Living with pirates and surviving to tell the tale


When Bhimsen Singh agreed to work on MV Asphalt—a foreign-flagged ship—in 2010, he certainly did not sign up for eating plain boiled rice with salt or chapatti with black tea.

But for four years that was all the seafarer got to survive on after Somalian pirates took over his ship. Singh’s nightmarish ordeals included walking miles just to fetch drinking water and living without electricity deep within Somalian forests with guards who were trained to pull the trigger at the slightest provocation.

“But that was our life,” said Singh, one of the seven Indian seafarers released two weeks ago.

The seafarers initially spent six-and-half months on the ship before being taken to Somalia. In 2011, the pirates released eight crew members and the ship in exchange for ransom running into millions of dollars but held back seven. For these seven seafarers, the only contact to the outside world was a phone call made to their family once every two-three months.

“We were told that we would be released only after some 120 Somalian pirates—captured by India—were released,” said Singh.

Negotiation process

In 2013, the pirates changed their mind and said they wanted ransom instead.

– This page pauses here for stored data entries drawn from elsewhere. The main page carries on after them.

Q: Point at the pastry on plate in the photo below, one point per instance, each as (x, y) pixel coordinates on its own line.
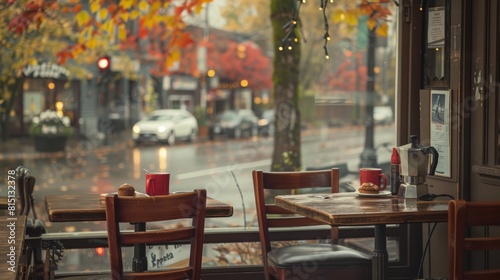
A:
(369, 188)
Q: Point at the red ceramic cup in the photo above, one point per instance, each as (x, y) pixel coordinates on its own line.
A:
(157, 183)
(373, 175)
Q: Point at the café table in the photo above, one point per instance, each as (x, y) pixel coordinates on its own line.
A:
(91, 207)
(12, 235)
(351, 209)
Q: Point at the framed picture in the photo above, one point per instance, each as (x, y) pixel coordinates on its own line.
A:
(440, 130)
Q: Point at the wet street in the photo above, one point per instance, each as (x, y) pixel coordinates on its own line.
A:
(222, 167)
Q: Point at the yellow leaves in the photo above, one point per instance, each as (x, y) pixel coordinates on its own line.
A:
(134, 14)
(109, 27)
(382, 30)
(124, 16)
(95, 6)
(371, 23)
(122, 32)
(143, 6)
(91, 43)
(126, 4)
(350, 17)
(172, 57)
(103, 14)
(338, 16)
(155, 6)
(82, 18)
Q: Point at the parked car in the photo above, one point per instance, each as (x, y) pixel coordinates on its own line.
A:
(382, 115)
(266, 123)
(166, 126)
(234, 124)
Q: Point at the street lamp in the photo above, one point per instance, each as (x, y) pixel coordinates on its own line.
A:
(368, 157)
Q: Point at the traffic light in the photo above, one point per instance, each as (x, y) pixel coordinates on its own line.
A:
(104, 64)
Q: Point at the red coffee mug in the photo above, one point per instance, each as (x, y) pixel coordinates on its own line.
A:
(157, 183)
(373, 175)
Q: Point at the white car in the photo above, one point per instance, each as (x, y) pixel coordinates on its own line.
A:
(166, 126)
(382, 115)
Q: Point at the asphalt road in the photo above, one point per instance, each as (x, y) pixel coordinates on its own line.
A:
(223, 167)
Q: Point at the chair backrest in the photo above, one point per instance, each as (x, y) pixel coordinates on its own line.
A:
(462, 216)
(124, 209)
(269, 215)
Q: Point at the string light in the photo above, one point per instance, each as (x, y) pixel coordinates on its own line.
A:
(325, 20)
(290, 28)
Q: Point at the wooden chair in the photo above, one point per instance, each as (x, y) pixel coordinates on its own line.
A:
(123, 209)
(462, 216)
(32, 264)
(304, 261)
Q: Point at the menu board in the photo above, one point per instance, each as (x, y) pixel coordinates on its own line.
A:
(440, 130)
(436, 27)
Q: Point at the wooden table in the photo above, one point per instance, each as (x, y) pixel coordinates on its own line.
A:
(12, 236)
(348, 209)
(90, 207)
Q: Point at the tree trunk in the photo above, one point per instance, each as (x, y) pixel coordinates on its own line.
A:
(6, 106)
(287, 138)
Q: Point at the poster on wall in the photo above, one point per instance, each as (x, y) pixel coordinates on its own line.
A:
(440, 130)
(436, 27)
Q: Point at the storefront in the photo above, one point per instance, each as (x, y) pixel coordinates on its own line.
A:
(46, 87)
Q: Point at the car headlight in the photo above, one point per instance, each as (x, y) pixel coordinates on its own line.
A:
(161, 129)
(263, 122)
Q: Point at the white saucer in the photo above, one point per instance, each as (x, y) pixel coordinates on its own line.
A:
(380, 194)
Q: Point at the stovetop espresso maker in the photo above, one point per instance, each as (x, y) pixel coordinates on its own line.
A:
(415, 168)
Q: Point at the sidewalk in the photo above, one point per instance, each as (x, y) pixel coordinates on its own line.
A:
(23, 147)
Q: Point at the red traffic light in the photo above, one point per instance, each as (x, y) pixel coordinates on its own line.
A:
(104, 63)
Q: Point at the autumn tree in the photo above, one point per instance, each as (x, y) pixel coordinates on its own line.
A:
(80, 31)
(294, 72)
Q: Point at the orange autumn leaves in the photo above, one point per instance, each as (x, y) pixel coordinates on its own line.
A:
(377, 12)
(102, 24)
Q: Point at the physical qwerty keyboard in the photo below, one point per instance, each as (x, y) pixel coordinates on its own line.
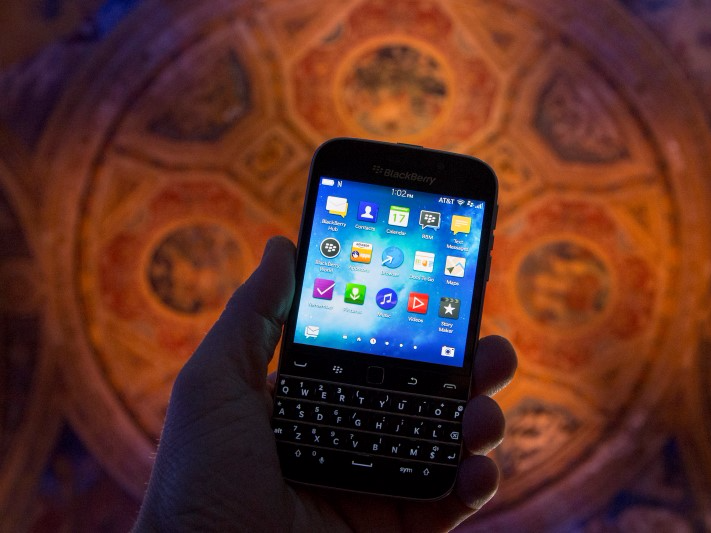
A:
(364, 431)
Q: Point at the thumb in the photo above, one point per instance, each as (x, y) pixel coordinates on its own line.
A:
(244, 337)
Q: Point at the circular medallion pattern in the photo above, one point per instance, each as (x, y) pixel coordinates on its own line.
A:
(395, 90)
(167, 204)
(563, 284)
(195, 268)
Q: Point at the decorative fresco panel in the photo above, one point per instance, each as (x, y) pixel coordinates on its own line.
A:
(180, 144)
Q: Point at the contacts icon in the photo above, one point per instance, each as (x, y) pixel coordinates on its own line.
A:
(368, 212)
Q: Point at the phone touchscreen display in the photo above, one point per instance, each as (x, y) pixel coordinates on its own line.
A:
(390, 272)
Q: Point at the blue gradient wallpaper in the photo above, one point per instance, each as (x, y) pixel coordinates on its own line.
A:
(399, 276)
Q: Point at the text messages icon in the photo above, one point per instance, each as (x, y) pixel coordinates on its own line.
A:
(311, 331)
(323, 288)
(461, 224)
(454, 266)
(429, 219)
(337, 206)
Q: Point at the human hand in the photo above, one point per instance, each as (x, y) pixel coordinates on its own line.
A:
(217, 468)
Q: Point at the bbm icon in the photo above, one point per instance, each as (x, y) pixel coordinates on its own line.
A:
(330, 247)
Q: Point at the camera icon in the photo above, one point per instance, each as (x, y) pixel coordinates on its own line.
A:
(447, 351)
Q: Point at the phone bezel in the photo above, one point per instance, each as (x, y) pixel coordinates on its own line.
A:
(456, 175)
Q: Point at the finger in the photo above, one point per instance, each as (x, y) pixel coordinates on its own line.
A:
(494, 365)
(483, 425)
(250, 325)
(477, 481)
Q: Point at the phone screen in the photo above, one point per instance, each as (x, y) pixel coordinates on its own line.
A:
(390, 272)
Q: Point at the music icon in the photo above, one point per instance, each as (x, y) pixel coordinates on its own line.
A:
(386, 299)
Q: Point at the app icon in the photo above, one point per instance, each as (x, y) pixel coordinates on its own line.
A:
(449, 307)
(323, 288)
(429, 219)
(417, 302)
(424, 261)
(386, 299)
(337, 206)
(399, 216)
(454, 266)
(461, 224)
(392, 257)
(311, 331)
(368, 212)
(361, 252)
(447, 351)
(330, 247)
(355, 294)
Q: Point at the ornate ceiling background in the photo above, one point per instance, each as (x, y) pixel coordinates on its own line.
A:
(144, 165)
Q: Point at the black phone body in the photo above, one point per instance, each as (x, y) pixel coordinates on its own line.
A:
(376, 360)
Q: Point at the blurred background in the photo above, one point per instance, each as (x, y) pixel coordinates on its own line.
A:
(149, 148)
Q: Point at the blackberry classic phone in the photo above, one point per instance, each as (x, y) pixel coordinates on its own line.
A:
(375, 366)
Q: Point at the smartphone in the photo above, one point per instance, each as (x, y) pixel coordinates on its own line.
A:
(375, 366)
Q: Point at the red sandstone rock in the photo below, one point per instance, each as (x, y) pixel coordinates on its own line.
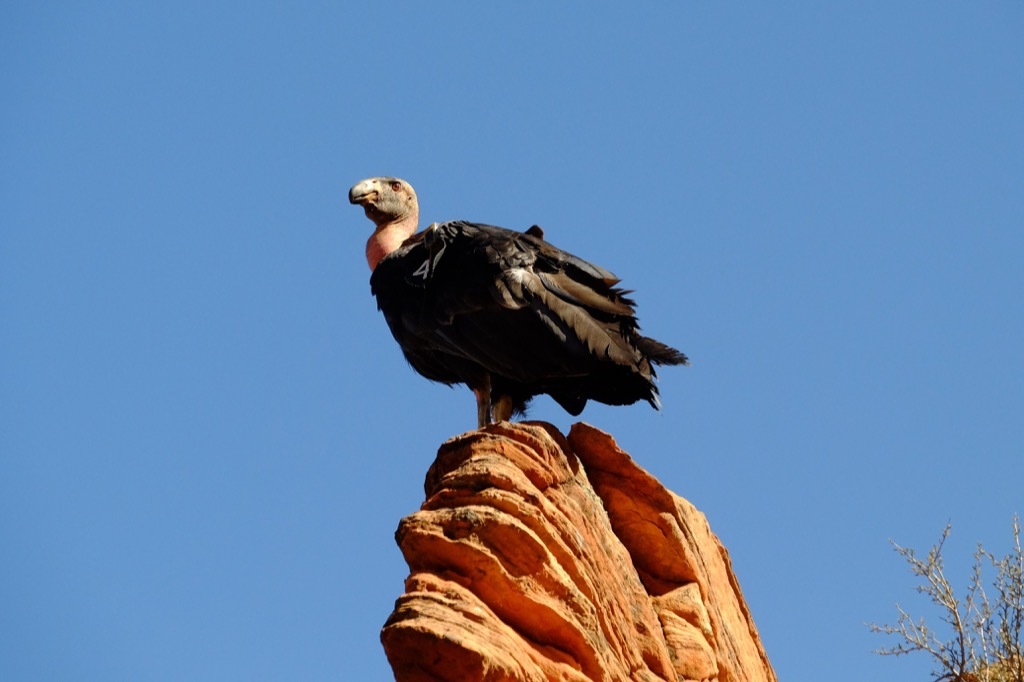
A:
(536, 557)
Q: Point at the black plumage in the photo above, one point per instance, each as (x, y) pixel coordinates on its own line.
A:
(513, 316)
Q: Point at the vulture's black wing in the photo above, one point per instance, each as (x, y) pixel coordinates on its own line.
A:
(472, 303)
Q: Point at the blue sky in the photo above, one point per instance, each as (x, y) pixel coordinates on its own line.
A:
(209, 435)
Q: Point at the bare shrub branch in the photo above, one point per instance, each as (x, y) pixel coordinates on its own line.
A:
(982, 637)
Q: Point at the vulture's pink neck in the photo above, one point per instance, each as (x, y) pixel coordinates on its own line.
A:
(389, 237)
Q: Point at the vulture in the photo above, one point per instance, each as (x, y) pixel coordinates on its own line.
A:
(504, 311)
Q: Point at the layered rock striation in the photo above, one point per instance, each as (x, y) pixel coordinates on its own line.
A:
(539, 557)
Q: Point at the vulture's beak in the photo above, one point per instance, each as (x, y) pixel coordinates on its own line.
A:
(363, 193)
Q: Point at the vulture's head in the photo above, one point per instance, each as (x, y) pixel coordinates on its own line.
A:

Finally, after long-drawn negotiations, in September 2014, Chirag Bahri of Maritime Piracy Humanitarian Response Programme (MPHRP) got in touch with the seafarers.

MPHRP is an agency funded by shipping and insurance companies, which works for seafarers hit by piracy attacks.

“While this was the longest time spent by Indians in captivity after a piracy attack, there are some Thai seafarers, held captive since April 2010, who are yet to be rescued,” said Bahri, Regional Director-South Asia, MPHRP.

“Release of these seafarers involved ransom, negotiations by London-based law firm HSW, and backend support from many agencies including the Government, though not in the form of money,” shared Bahri, who is himself a piracy attack survivor.

“We do not negotiate with pirates, there are special teams who do so,” said Bahri. In some cases where the employers abandon seafarers, MPHRP arranges for funds from partners to send money to the seafarers’ family (about $200 a month).

Second coming

After going through such a traumatic experience, many seafarers including Singh prefer employment on shores or Indian waters.

Last year, the MPHRP helped 14-15 such seafarers find employment in Indian coastal waters.

Reunited with his family after such a long time, Singh is still haunted by the nightmarish experiences of killing 100-odd snakes and being threatened on gunpoint several times. Sharing tales of each others’ families, walking within the eyesight of the captors to kill stress and tire themselves to sleep and cooking for 11 people including the four Somalians guarding them are some of the other memories.

But thankfully, piracy has declined sharply in the past two years—there has not been any hijack since May 2012 in the Indian Ocean after international navies started guarding it.